Well it’s been a while since I’ve mentioned my teeth…in fact I believe you’d have to go back to the very first entry into this journal, back to the days before Blogger when I would have to painstakingly rewrite and recopy the HTML just to update, to find the post where they’re mentioned. I only bring this up, because yesterday I went to the dentist and now I have a temporary crown where before I had only an old tooth and filling. Dr. Dan has been our dentist for a while now, working out of a converted garage off of Pacific Highway, out past Spanaway but before you reach the Wagon Wheel Grill. Dewy and Ham told us about him when we first moved into the Park and since having kids makes you think a little harder about keeping your teeth, if only for self defence, we started going on a regular basis.

I like him well enough I guess. In a lot of ways it feels oxymoronic to use the words “like” and “dentist” in the same breath—it’s an abusive relationship to be sure, and while I know that he truly tries to be gentile, is there any profession that seems to have come less far in the past 50 years? While the world is embracing lasers and computer technology, dentists are still saying “this might pinch a bit” as they shove a needle into your gums. I guess I’m not being exactly fair, you don’t have to sit in the chair for 20 minutes getting numb like you used too, and the fillings are less silver and more natural looking, but the principals seem to be relatively unchanged from when I was a kid.

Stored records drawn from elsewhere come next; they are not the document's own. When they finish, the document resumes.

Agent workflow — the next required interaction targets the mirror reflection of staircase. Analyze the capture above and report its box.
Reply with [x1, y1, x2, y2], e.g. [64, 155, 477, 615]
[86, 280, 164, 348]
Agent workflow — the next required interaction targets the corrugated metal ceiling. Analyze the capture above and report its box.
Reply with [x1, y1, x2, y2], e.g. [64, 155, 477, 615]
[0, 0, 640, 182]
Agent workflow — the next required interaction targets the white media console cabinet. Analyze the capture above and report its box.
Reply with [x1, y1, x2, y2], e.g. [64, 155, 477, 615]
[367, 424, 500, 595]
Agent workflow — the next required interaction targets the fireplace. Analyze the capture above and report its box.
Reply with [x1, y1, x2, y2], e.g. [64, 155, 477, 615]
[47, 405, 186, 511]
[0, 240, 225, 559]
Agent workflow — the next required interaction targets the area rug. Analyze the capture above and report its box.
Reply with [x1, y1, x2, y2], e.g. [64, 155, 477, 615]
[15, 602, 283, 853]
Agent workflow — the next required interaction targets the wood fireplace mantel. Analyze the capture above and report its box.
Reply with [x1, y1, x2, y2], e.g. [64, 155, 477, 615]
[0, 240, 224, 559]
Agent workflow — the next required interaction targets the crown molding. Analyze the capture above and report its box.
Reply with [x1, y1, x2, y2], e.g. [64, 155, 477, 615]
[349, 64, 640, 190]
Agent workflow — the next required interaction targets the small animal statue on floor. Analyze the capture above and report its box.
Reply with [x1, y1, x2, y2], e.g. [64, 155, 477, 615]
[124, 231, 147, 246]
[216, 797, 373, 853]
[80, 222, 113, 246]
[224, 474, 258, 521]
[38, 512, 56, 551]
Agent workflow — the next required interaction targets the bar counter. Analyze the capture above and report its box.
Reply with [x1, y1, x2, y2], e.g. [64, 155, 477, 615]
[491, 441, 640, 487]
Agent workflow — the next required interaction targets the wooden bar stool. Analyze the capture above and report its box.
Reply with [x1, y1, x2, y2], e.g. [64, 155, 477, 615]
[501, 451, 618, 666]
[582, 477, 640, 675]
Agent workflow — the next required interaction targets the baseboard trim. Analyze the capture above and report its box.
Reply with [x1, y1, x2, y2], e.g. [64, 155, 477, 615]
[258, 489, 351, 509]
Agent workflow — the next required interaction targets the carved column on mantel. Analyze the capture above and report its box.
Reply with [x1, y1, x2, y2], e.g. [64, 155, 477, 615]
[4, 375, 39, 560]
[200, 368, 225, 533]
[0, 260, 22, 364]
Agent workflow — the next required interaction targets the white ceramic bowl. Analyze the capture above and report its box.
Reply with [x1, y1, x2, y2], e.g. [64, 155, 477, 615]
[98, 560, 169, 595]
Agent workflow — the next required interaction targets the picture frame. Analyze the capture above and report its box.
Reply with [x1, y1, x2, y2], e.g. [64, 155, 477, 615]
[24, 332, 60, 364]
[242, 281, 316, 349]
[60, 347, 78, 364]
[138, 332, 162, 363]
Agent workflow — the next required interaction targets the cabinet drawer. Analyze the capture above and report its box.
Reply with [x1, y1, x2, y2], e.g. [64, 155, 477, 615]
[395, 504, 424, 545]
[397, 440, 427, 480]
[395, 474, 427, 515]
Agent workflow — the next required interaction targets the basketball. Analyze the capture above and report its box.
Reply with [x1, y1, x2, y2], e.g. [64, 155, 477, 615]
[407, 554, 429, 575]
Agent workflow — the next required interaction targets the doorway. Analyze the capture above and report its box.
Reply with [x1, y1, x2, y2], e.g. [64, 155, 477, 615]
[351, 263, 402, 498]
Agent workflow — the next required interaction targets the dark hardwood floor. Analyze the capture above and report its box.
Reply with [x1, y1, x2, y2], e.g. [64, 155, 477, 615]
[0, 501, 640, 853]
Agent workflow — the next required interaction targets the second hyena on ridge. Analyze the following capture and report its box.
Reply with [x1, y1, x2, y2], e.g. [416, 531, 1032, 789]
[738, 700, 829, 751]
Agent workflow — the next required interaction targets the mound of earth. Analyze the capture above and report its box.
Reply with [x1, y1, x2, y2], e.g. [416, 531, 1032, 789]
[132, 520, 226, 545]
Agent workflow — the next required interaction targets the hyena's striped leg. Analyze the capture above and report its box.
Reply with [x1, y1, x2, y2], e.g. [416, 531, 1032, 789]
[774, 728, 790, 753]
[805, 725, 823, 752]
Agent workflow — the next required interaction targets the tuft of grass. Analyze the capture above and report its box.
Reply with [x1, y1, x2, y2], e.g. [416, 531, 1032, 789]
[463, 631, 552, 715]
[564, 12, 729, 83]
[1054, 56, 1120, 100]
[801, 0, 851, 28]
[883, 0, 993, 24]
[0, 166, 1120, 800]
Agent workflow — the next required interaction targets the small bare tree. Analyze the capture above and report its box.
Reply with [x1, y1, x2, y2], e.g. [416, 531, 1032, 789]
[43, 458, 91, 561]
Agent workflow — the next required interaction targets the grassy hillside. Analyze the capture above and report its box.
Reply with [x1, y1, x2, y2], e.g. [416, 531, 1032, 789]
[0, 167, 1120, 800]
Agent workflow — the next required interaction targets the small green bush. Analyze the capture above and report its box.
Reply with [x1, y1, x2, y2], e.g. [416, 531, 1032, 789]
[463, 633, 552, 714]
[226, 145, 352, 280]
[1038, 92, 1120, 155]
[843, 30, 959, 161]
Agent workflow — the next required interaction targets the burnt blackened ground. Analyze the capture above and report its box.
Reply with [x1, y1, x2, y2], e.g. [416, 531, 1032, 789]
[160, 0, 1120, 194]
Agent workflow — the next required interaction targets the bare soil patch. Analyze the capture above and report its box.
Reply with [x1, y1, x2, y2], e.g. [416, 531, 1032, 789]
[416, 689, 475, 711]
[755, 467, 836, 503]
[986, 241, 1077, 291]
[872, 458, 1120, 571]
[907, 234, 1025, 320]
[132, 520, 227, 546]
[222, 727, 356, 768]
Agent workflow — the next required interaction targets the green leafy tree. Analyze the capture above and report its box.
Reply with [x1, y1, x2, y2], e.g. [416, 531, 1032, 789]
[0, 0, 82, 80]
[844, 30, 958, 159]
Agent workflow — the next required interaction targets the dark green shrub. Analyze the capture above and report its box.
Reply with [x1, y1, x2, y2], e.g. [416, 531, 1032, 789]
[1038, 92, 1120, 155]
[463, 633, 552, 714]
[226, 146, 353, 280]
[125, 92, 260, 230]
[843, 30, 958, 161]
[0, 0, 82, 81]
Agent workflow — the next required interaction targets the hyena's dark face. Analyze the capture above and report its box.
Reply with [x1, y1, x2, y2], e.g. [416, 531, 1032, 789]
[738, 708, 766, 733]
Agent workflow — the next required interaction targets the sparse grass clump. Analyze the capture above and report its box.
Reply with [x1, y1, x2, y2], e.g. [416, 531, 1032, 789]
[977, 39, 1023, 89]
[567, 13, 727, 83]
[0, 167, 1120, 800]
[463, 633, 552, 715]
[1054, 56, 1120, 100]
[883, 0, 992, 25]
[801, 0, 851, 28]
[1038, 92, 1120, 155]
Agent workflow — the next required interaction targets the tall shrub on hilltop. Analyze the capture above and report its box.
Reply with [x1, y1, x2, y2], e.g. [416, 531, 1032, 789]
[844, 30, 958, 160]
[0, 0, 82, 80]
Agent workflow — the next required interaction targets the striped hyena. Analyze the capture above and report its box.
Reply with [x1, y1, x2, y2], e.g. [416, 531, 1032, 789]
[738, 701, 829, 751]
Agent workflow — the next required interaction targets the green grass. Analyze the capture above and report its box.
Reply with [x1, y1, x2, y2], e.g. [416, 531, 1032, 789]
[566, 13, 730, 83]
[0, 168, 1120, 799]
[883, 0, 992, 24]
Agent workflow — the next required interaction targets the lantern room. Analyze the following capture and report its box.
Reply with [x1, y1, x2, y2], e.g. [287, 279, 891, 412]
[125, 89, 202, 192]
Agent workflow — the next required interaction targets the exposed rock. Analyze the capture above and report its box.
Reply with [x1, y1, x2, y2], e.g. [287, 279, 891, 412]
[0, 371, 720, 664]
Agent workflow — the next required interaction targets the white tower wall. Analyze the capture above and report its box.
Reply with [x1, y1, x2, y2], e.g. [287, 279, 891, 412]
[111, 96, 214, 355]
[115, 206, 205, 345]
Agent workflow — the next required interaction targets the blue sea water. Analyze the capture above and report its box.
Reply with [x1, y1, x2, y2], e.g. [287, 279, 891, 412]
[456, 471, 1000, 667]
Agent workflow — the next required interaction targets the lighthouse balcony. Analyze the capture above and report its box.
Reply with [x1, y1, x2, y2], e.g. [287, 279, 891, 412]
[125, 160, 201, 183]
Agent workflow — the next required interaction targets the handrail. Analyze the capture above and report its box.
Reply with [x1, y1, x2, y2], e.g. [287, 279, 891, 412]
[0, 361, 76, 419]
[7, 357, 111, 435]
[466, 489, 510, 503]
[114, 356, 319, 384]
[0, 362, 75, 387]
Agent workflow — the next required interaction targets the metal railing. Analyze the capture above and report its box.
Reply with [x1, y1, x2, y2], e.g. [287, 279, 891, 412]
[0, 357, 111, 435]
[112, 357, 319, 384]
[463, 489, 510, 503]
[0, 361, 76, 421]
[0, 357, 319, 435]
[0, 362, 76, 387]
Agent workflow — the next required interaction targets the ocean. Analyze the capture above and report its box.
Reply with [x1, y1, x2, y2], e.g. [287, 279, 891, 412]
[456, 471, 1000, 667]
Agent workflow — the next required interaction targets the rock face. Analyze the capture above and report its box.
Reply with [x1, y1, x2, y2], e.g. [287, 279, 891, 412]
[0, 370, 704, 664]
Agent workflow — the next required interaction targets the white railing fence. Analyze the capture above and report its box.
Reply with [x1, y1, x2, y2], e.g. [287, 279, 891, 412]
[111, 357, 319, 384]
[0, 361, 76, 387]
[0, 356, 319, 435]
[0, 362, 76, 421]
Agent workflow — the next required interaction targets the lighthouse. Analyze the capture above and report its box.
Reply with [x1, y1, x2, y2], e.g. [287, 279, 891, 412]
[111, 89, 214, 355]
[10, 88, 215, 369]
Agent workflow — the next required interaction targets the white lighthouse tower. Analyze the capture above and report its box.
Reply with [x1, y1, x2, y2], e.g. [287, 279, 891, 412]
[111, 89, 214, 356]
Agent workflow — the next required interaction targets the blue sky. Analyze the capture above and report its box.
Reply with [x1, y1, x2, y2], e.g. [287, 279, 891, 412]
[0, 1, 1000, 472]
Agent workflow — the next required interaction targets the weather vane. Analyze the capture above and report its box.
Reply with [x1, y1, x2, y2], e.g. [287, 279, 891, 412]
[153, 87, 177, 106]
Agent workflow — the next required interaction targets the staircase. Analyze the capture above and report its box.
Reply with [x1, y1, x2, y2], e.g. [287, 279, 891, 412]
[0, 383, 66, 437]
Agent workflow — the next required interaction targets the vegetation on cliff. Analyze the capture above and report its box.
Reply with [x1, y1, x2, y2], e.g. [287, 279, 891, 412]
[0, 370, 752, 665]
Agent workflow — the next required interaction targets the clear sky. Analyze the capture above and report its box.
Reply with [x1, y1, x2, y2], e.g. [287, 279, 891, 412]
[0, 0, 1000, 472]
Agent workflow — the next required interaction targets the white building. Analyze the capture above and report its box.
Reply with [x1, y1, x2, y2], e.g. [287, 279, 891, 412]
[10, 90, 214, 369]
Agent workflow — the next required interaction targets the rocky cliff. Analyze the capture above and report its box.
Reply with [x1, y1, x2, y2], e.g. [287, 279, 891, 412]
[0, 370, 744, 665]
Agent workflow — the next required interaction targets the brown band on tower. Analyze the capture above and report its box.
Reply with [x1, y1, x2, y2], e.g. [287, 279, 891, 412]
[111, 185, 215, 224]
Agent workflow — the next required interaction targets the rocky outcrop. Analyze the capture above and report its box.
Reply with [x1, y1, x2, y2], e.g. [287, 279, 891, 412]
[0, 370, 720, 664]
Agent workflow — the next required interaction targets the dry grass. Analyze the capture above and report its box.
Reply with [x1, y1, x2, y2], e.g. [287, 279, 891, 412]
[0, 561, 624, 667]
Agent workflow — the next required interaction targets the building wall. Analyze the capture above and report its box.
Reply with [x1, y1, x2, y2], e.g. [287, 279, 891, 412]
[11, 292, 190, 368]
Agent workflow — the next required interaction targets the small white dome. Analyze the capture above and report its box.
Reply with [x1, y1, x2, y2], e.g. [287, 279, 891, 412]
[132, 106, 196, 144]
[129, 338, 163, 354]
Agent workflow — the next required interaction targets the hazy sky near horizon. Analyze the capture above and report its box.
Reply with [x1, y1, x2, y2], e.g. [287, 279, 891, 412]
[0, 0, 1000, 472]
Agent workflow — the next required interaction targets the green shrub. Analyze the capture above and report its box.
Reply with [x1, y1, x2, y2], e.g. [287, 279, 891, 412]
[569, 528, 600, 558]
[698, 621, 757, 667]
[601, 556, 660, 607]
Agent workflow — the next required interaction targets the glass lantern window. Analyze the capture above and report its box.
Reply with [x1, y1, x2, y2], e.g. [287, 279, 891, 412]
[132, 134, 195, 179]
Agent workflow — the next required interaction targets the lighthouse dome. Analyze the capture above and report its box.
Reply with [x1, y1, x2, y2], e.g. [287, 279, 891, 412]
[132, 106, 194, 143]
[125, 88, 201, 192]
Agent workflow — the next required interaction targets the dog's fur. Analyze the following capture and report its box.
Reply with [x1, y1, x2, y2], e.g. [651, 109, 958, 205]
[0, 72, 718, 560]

The real reason we still go see Dr. Dan is that of all the dentists I have been to, he is the only one who doesn’t use dental dams—says he never has. I myself have never understood how any dentists have managed to get a customer to come back after having had one used to fill a cavity. If ever there was a device designed by a technician and not an end user, designed for the torture of semi-clautraphobic, pnigerophobic people all over the world, the dental dam is it. How many of us live in fear that the last sound we’ll ever hear before suffocating to death in the hands of a small rubber square, is the piercing whine of a grinding dental drill? More than would care to admit it, is my guess—way more.

It kept me out of a dentist’s office for years, Itellyouwhat.

My mouth and jaw are still pretty sore today, and in two short weeks I gotta go back and get the permanent crown put in. Dr. Dan said the hard part was done and the next visit should be a lot shorter and a lot less uncomfortable. I didn’t ask if they were gonna have to shoot my mouth full of Novocain again and I guess that’s for the best. Brace for the worst and everything else is cake, right?
I’m looking forward to more cake—have I jinxed myself already?